Reel Good: Callaway duo Drake Bishop and Kaleb Garrett are the first Troup County team to compete at the TBF Junior World Championship

Published 8:15 am Wednesday, August 3, 2022

The Callaway Middle School fishing duo of Drake Bishop and Kaleb Garrett made waves last week as they finished 26th in the world at the TBF Junior World Championship in Paris, Tennessee. 

“It’s exciting because it’s the national championship, and not many people make it there,” Bishop said.

It ended up being an extremely exclusive club as only 46 teams from around the country earned a spot at the Junior World Championship. The teams came from as far and wide as California and Ontario, Canada among others. The Callaway duo was one of only four teams from the state of Georgia and the first from Troup County to qualify for this tournament. Drake and Kaleb finished as the highest placed Georgia team at the national championship, something both boys take a tremendous amount of pride in.

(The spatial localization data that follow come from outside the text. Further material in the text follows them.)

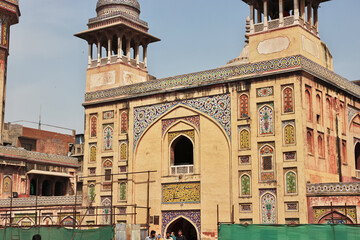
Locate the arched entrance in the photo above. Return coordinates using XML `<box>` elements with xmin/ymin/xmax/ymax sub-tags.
<box><xmin>30</xmin><ymin>179</ymin><xmax>37</xmax><ymax>196</ymax></box>
<box><xmin>55</xmin><ymin>181</ymin><xmax>65</xmax><ymax>196</ymax></box>
<box><xmin>318</xmin><ymin>211</ymin><xmax>354</xmax><ymax>224</ymax></box>
<box><xmin>355</xmin><ymin>142</ymin><xmax>360</xmax><ymax>170</ymax></box>
<box><xmin>42</xmin><ymin>180</ymin><xmax>51</xmax><ymax>196</ymax></box>
<box><xmin>166</xmin><ymin>217</ymin><xmax>198</xmax><ymax>240</ymax></box>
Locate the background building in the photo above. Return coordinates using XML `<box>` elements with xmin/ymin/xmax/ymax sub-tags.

The duo has been fishing together since the sixth grade. While other fishers lose their partner and have to adapt to new ones every year or so, Drake and Kaleb have been able to build a chemistry on the water. 

“They’ve come a long way,” boat captain Brent Bishop said. “They’ve become a team and have really grown together.” 

The journey was not always easy, but the two boys have formed a bond that helps them on the water as well as off of it. 

“If you move from partner to partner, you don’t know who can do what,” Drake said. “We know each other’s strengths and weaknesses, which really helps us.” 

This familiarity came in hand this past week as the team had to battle some adverse conditions. Multiple rain showers caused the lake to become choppy with waves over five feet tall. The weather conditions got so bad last Tuesday that the team had to tie the boat under a bridge and hold out until the bad weather moved out. 

It was not just the rain that caused the boys some problems, it was the heat as well. The heat index regularly tipped the scales of over 110 degrees. The heat got so bad that it melted the trailer jacks on the asphalt. The team was on the water for 8 to 12 hours at a time, which proved to be exhausting for the whole crew. 

“It was tough, really tough,” Kaleb said. “This is right up there with the toughest weather we’ve faced.”

Weather was not the only adversity that the team faced. Spotted bass are classified differently in the state of Tennessee than in Georgia. The jawline for the spotted bass in Tennessee is just centimeters longer than its Georgian counterpart. On the first day of competition, the boys caught three fish, but two of the fish did not meet the Tennessee qualifications.The team was docked points, which meant that they essentially came out of day one with nothing.

“It took their heart out of it that first day,” reserve boat captain Brad Garrett said. “Morale on the boat was really bad.”

The team went from around 5.5 lbs to nothing in a blink of the eye. The duo was on pace for a possible top 10 or even top five finish before being notified that two of their three fish were not up to the standard. 

The boys recovered on day two and battled through the lingering disappointment from the first day. Instead of packing their bags and finishing toward the bottom of the standings, the team rallied and was able to finish 26th in the world in their final competition as middle schoolers. 

“This journey has been fun,” Kaleb said. 

While their middle school journeys are coming to a close, their high school careers are peeping above the horizon line. While their first official competition as members of the high school team does not start until September, August will be full of grunt work as the team tries to acquire sponsors and raise money for the upcoming season.